Key Takeaways
- Amazon delivered Q1 earnings of $2.78 per share versus analyst expectations of $1.63, with total revenue reaching $181.5 billion
- AWS posted its strongest growth rate in 15 quarters, climbing 28% year-over-year to $37.6 billion in revenue
- Capital expenditures jumped to $44.2 billion during the quarter, nearly doubling from $25 billion in the prior-year period, squeezing free cash flow to $1.2 billion
- Second-quarter operating income guidance centered at $22 billion, falling short of the Street’s $22.7 billion projection
- Shares of AMZN dropped approximately 1.4% Thursday following the earnings release, despite the impressive topline results
Amazon delivered an impressive first-quarter performance, yet shares couldn’t sustain early momentum. AMZN declined about 1.4% Thursday morning after a brief surge during Wednesday’s extended trading session.
The headline figures were undeniably strong. The e-commerce and cloud giant reported adjusted earnings of $2.78 per share alongside revenue of $181.5 billion. Analyst consensus had pointed to $1.63 per share on $177.3 billion in sales.
The cloud computing division stole the spotlight. AWS generated $37.6 billion in revenue, marking a 28% increase from the same quarter last year and surpassing expectations of $36.9 billion. CEO Andy Jassy highlighted this as AWS’s most robust expansion in 15 quarters.
Yet Thursday’s market response painted a contrasting picture.
Investor anxiety centered primarily on infrastructure investment. Amazon poured $44.2 billion into property and equipment during the first quarter, a dramatic increase from the $25 billion deployed in the comparable 2024 period. This aggressive spending severely constrained free cash flow, which plummeted to a mere $1.2 billion over the trailing twelve months — representing a 95% decline year-over-year.
The company maintained its $200 billion full-year capex projection, which BofA analyst Justin Post highlighted as encouraging. He elevated his price target from $298 to $310 while reaffirming a Buy recommendation.

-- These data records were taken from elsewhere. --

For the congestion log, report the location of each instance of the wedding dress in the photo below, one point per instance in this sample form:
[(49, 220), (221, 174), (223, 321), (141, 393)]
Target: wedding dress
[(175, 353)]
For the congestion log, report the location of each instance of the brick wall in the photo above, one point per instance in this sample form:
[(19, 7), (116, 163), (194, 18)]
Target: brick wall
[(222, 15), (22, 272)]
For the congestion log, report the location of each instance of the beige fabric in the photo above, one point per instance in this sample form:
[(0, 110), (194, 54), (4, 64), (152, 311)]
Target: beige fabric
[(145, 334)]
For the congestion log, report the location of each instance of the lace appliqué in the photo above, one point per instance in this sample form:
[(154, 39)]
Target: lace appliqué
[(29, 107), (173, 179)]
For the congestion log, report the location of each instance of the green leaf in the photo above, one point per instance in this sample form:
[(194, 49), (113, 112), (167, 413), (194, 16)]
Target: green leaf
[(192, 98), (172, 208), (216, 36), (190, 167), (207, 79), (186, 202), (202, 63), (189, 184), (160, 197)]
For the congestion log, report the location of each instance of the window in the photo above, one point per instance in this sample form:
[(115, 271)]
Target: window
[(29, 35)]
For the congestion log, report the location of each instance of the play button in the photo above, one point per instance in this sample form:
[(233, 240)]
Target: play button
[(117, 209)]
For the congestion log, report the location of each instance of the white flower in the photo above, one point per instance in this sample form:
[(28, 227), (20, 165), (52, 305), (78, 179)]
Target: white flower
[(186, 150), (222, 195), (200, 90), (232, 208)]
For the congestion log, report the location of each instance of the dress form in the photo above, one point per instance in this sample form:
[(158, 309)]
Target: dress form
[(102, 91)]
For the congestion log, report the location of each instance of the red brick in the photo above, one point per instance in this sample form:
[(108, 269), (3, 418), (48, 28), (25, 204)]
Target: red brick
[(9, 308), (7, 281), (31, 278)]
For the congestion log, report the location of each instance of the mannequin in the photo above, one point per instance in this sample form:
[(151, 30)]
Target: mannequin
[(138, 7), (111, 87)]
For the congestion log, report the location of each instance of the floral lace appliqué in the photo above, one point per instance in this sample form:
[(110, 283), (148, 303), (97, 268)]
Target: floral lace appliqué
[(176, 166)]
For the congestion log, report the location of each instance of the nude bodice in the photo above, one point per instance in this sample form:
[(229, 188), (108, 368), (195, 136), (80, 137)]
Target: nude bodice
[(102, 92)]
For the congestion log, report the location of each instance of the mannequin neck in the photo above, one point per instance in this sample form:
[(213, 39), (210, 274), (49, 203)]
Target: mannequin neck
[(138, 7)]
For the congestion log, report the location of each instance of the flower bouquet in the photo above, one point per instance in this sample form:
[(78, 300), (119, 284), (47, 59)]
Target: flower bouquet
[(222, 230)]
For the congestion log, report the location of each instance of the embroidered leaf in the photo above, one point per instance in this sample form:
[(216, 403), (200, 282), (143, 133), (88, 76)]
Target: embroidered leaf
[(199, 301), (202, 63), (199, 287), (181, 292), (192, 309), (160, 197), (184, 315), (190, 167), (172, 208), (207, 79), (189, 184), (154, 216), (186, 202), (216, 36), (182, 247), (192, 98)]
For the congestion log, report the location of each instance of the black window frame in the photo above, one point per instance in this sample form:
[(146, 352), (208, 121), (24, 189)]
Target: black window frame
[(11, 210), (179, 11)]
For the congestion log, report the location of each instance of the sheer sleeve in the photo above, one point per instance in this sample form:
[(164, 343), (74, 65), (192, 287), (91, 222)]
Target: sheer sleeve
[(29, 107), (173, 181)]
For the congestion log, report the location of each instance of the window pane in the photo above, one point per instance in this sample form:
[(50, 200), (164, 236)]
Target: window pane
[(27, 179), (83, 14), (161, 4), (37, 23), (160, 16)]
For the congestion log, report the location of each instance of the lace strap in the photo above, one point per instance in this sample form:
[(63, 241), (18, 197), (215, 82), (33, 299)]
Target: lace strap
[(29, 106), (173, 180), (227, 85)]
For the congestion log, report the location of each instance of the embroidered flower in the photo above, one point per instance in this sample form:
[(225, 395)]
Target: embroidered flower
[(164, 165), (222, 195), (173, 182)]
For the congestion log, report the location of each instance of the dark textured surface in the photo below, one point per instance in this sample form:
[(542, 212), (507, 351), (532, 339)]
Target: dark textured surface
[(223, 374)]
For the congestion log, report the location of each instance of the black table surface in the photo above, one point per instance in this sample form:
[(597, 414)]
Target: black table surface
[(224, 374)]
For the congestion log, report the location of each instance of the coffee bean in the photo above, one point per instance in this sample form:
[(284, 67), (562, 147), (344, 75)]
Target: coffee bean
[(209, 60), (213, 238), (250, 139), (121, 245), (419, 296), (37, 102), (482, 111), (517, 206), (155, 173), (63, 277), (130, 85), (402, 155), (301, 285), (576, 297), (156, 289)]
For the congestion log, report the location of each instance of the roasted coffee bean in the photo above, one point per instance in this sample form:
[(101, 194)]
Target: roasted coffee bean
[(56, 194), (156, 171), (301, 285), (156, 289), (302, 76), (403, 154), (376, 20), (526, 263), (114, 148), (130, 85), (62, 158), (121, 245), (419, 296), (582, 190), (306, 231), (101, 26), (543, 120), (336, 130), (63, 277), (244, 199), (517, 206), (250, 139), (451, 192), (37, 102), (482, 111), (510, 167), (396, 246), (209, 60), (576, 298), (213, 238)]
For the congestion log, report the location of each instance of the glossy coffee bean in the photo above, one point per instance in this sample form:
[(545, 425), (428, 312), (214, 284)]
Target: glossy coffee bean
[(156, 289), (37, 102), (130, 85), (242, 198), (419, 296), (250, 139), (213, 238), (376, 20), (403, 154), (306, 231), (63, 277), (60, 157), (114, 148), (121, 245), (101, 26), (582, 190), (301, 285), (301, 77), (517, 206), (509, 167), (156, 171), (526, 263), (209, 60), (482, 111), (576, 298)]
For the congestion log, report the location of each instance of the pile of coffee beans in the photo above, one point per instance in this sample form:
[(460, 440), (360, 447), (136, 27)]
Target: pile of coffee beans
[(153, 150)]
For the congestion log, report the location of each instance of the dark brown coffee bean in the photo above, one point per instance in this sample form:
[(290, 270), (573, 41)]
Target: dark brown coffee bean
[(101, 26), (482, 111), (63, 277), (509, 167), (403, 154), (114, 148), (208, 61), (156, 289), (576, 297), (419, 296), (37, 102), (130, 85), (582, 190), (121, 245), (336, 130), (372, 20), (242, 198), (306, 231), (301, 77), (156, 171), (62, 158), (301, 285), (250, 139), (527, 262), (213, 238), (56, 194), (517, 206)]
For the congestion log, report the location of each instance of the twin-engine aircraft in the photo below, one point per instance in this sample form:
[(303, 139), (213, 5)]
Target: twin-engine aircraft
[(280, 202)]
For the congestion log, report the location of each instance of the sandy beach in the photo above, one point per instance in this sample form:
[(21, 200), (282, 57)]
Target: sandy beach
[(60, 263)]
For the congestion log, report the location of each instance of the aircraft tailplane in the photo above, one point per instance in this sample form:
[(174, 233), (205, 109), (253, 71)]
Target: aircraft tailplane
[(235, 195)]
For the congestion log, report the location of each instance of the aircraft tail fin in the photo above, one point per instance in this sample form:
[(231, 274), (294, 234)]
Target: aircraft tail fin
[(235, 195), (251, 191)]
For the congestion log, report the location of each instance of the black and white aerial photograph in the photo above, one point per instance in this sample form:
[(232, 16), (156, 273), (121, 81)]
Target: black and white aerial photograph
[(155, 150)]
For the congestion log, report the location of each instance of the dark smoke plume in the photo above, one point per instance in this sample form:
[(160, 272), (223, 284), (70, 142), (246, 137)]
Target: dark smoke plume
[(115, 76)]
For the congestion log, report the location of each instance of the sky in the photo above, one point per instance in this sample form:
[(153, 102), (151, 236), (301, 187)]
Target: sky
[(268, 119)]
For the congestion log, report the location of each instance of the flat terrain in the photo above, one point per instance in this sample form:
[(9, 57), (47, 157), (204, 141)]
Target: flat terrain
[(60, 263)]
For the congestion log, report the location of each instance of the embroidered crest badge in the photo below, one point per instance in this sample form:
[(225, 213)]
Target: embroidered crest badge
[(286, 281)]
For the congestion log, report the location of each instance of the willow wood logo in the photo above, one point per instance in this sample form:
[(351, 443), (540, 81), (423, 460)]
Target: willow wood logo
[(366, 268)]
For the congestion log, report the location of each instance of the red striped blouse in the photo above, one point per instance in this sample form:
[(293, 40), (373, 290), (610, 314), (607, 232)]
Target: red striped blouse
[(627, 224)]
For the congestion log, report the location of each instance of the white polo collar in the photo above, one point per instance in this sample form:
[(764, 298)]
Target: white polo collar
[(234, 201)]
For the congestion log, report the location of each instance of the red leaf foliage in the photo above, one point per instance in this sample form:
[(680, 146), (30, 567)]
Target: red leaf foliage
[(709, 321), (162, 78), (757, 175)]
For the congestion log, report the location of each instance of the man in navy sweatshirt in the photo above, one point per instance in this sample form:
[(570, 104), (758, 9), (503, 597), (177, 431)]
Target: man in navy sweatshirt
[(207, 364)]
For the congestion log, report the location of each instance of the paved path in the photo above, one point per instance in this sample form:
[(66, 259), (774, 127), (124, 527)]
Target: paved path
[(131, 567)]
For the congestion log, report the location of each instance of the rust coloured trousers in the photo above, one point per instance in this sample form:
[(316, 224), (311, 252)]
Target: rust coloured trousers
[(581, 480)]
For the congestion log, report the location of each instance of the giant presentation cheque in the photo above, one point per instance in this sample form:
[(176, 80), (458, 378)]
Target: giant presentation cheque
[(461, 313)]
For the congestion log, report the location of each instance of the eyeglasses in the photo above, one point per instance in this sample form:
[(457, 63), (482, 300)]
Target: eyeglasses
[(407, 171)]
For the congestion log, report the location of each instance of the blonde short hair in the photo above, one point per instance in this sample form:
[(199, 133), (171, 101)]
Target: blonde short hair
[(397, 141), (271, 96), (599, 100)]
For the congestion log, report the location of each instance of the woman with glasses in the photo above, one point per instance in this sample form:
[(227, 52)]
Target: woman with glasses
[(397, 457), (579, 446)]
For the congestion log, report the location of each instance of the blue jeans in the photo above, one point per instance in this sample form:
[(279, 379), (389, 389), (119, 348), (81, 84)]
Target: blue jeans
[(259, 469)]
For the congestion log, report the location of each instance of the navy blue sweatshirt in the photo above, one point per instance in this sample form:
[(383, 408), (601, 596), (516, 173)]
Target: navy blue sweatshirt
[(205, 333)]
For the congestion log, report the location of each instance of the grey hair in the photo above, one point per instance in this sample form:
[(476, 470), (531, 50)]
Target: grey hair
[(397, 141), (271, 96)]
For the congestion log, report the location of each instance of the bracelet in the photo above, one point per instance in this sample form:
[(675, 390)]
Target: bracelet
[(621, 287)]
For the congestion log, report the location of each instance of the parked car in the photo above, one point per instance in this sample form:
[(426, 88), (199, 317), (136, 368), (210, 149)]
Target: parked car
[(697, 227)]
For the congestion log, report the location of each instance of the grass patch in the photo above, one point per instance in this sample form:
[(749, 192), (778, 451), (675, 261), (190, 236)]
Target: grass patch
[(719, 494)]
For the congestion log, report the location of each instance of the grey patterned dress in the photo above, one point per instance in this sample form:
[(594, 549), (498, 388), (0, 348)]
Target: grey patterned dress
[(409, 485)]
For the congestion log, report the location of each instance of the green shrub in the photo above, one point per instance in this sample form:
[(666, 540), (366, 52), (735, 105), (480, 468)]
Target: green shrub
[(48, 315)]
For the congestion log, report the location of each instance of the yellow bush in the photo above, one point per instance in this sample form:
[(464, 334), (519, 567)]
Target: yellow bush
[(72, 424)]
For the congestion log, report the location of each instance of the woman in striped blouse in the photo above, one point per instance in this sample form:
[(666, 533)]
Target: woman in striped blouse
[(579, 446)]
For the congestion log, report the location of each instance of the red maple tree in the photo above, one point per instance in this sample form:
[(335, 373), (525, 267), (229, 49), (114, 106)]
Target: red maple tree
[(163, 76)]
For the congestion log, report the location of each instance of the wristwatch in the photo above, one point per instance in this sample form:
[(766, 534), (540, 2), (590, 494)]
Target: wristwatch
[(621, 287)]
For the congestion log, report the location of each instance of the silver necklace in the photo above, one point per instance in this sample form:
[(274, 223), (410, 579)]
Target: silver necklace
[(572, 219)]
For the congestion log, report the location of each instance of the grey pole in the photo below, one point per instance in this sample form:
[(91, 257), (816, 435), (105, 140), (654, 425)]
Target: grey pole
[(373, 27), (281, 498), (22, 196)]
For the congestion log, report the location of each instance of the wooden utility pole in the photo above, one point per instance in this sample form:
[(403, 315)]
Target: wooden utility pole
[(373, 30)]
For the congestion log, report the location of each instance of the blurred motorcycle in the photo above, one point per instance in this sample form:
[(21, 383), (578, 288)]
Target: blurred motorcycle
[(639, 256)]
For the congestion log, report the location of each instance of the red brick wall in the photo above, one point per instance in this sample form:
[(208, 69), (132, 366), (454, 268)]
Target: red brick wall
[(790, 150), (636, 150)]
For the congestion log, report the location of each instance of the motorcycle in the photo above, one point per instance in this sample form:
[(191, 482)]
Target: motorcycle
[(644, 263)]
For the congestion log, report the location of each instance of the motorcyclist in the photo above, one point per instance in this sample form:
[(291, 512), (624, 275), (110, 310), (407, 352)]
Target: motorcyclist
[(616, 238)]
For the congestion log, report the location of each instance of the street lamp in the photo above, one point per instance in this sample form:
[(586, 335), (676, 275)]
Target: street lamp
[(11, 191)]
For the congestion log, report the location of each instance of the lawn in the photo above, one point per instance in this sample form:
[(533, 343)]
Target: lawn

Accounting Adjustments Cloud the Picture
A substantial portion of Amazon’s reported net income of $30.3 billion stemmed from a $16.8 billion pre-tax unrealized gain related to its Anthropic equity stake. Excluding this non-operational item, adjusted EPS comes in around $1.56 — marginally below the Zacks consensus of $1.60.
These accounting-driven earnings beats typically trigger wariness among institutional money managers. When headline figures appear exceptional but operational fundamentals present a more nuanced reality, profit-taking often follows.
Second-quarter projections also underwhelmed. Amazon forecast revenue between $194 billion and $199 billion, exceeding Wall Street’s $189 billion estimate. However, operating income guidance spanning $20 billion to $24 billion placed the midpoint at $22 billion — modestly beneath the consensus forecast of $22.7 billion.
Artificial Intelligence Infrastructure Takes Center Stage
The AI buildout narrative continues to dominate. On April 20, Amazon disclosed that Anthropic pledged over $100 billion in AWS spending across the coming decade, including commitments for up to 5 gigawatts of Amazon’s proprietary Trainium processors.
Jassy noted that Amazon has accumulated more than $225 billion in revenue commitments specifically for its Trainium chip technology.
The company also broadened its OpenAI collaboration this week, integrating OpenAI’s models and Codex agent into AWS. This development followed Microsoft and OpenAI’s announcement terminating their exclusive cloud partnership.
Cantor Fitzgerald analyst Deepak Mathivanan observed that “the AWS acceleration enabled by AI revenues is still in early stages,” noting there was “a lot to like” in the quarterly performance.
AMZN shares have climbed roughly 12% year-to-date, significantly outperforming the S&P 500’s 4.7% advance during the identical timeframe.
Amazon achieved a record operating margin of 13.1% in the first quarter.